How countries can maintain health gains from immunization
As someone who has worked to strengthen health systems for more than 20 years, I’ve heard (and even made) a lot of arguments about whether one intervention versus another is more important or a better value for money. Many different types of interventions can save lives — but the fact is immunization programs are one of the best investments a government can make.
In 2017, more babies and children around the world receive lifesaving vaccines than ever in history. But hard-won progress could be lost if countries don’t find a way to sustain financing for immunization over the long term. This will be particularly challenging for developing countries, which receive external support and may see funding decrease in the future.
Immunization programs prevent unnecessary deaths and the scourge of crippling diseases. And they are cost-effective — lowering health costs and boosting economic growth. A recent analysis published in Health Affairs found that every dollar low- and middle-income countries invest to expand access to vaccines returns $16, and the return increases to $44 once broader economic benefits are taken into account.
But immunization programs demand steady, robust investments. Except in rare cases where a disease can be completely eradicated, immunization must be continued indefinitely. If immunization were stopped, diseases could come roaring back — just as falling rates of measles immunization have led to outbreaks in many countries.
They also require long-term investments as populations grow and as more vaccines are introduced and adopted.
Although coverage in the poorest countries has improved significantly, 1 in 5 children in Africa still do not receive the most basic vaccines. And just 5 percent of the world’s children receive all 11 vaccines recommended by the World Health Organization.
As the mother of two children who were vaccinated for measles, mumps and rubella, Hepatitis A and Varicella, among others, as part of routine immunization, it’s heartbreaking for me to think about children who will die from vaccine-preventable diseases.
Fortunately, the lowest-income countries do get help. Gavi, the Vaccine Alliance, was founded in 2000 to help the world’s poorest countries introduce new, lifesaving vaccines and strengthen immunization programs. But Gavi doesn’t support countries indefinitely. In order to concentrate its resources on the poorest countries, only countries with per capita income below a certain threshold (currently $1,580) are eligible. And, as many of these countries have experienced much-needed and welcome economic growth, some now face the process of transitioning from Gavi support.
These transitioning countries must rapidly scale up immunization financing, or risk losing ground — and lives — to deadly yet preventable diseases.

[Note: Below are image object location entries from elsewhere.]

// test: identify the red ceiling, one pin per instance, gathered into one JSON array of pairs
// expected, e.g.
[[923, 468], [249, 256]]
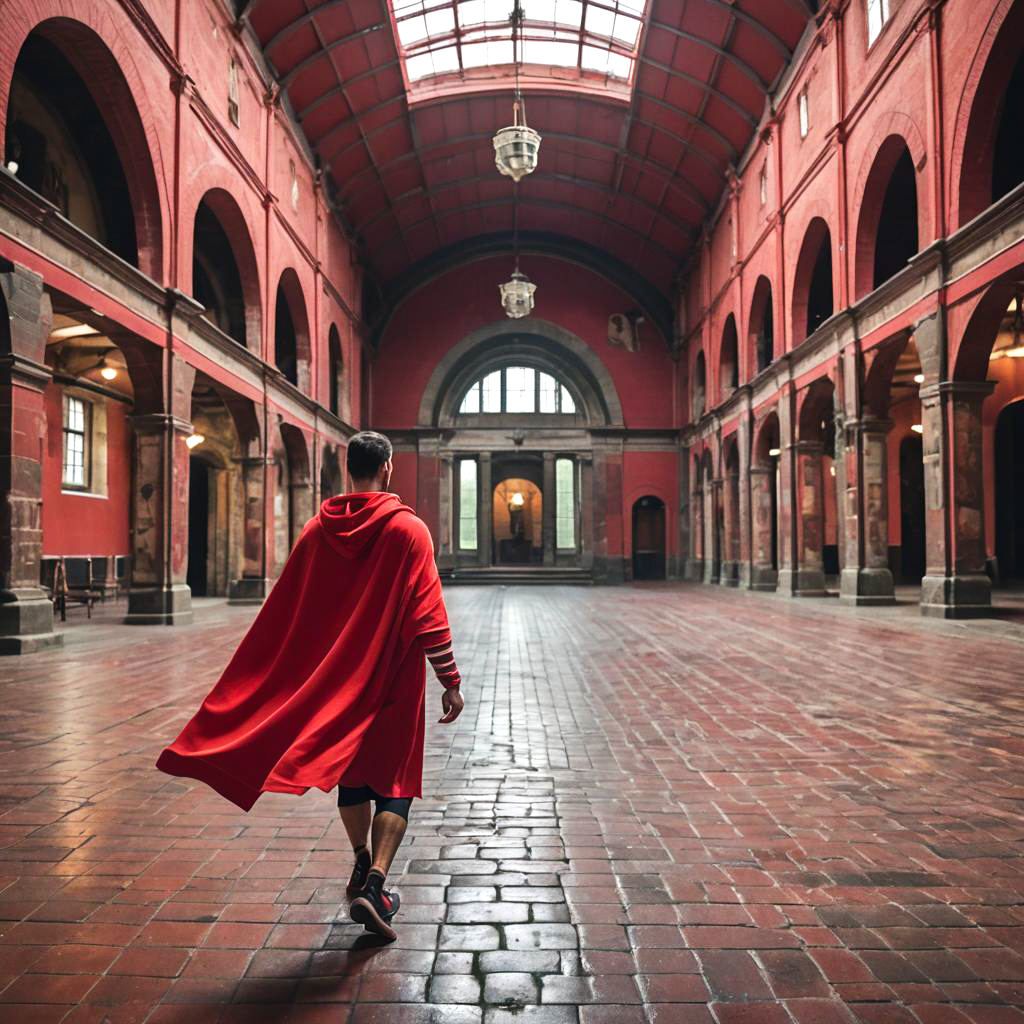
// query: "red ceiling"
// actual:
[[633, 178]]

Strong immunization programs require sustained and predictable funding for vaccine procurement and supply chains as well as primary care facilities and staff that deliver immunization as part of a broader program of health services. As countries transition away from development assistance, their governments must plan to ensure adequate and sustainable financing for these efforts. This is not easy.
Decision-makers and advocates have questions like: Does the national budget have an adequate line item for vaccines and injection supplies? What initiatives are needed to ensure that the full complement of vaccines gets to all babies and children who need them? And, are we getting good prices for the procurement of vaccines?
The good news is a new open-access tool is serving up practical advice for policymakers, program managers and advocates to help them make sure that immunization programs continue uninterrupted as their countries transition from donor assistance. The tool can help them to evaluate the pros and cons of potential funding sources and make a viable plan for how to pay for immunization programs. It also offers ideas for building broad political support for these programs, which is crucial for sustained domestic funding. In addition, it highlights ways to improve vaccine procurement practices to keep costs under control.
Two important themes stand out:
Countries need to focus on making their limited health budgets work harder. Pursuing an innovative financing mechanism doesn’t always pay off, and may be more of a distraction. Mechanisms such as earmarks or trust funds are likely to play only a supporting role financing an entire immunization program. They don’t guarantee additive funding, and can add complexity. Even with constrained resources, a country’s general revenue still offers the best option as it’s often more predictable, equitable, efficient and sustainable than other revenue sources. Well-timed and coordinated budget advocacy can play an important role in improving the level, prioritization and stability of general revenue flows to health, including immunization.
Immunization financing needs to be considered within the context of universal health coverage (UHC); these two things need to go hand-in-hand. As one of the most cost-effective lifesaving health interventions, immunization figures prominently in UHC. Vaccines are a vital public health tool for which governments should be responsible. In practical terms, this means immunization should be included in a country’s essential health services package or the national health insurance system’s benefits package. As more countries move toward UHC — and as health financing and service delivery arrangements become more complex — countries must decide how to incorporate institutional responsibilities for specific immunization program functions and ensure that financial incentives don’t disadvantage immunization services.
Mobilizing greater domestic resources to support vital programs — like immunization — will become increasingly important when traditional donor funding plateaus or declines — and as more countries move from low- to middle-income status. In preparing for these transitions, and recognizing that middle-income countries are home to the majority of the world’s poorest populations, the global development community must help strengthen local capacity and systems with practical how-to advice and support.